Fiction – hardcover; Serpent’s Tail; 432 pages; 2018.
If you like your historical fiction with a good dose of adventure and a smidgen of romance then you really must put Esi Edugyan’s Washington Black on your list.
Shortlisted for both this year’s Man Booker Prize and the Giller Prize, this fast-paced story follows the life and times of George Washington Black, a young slave rescued from a Barbados sugar plantation by an unexpected source: the plantation owner’s younger brother.
“Titch” Wilde, who is a secret abolitionist and a mad inventor, needs someone of a certain weight to fly in his “cloud cutter” — one of the world’s first hot-air balloons — which he is building. Step forward 11-year-old “Wash”, who is taken from the care of Big Kit, the woman he doesn’t realise is his mother, and promptly elevated to Titch’s personal servant and confidante, changing the course of his young life forever.

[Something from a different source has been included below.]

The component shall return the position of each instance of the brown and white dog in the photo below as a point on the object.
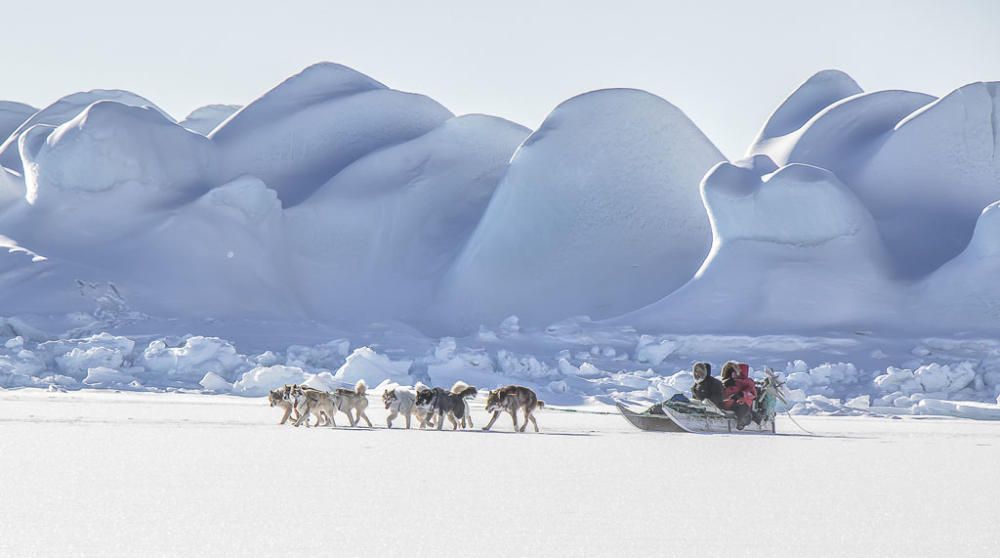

Under Titch’s care, Wash not only discovers he has an extraordinary talent for drawing, he embarks on a wild journey that traverses oceans and continents in a bid to escape the slave catcher who wants him returned to Barbados.
A dizzying page-turner that takes in scientific polar exploration, the windswept beaches of Nova Scotia, the aristocratic manor houses of 19th century London, the canals of Amsterdam and the deserts of Morocco, this is a true adventure story that brims with menace and tension and love.
But it’s not a perfect novel. There are paradigm shifts, which seem to come out of nowhere and are disorienting for the reader. Some of these shifts feel too far-fetched to be believable and this serves to ruin the perceived authenticity of Wash’s tale. And then, when Titch disappears from the narrative at about the half-way point, suddenly the heart of the story — the mysterious and intriguing relationship between him and Wash — is gone: it’s like taking a cake out of the oven too early so that it collapses.
That said, Washington Black is a brilliant example of terrific storytelling. The characters are vivid and well drawn, the dialogue is authentic, the setting and period details pitch perfect. It’s an original and audacious plot-driven novel. And much like Edugyan’s previous novel, Half Blood Blues, it is a truly entertaining read. I enjoyed it immensely — but I had to suspend belief to do so.
This is my 1st book for 2018 Shadow Giller Prize.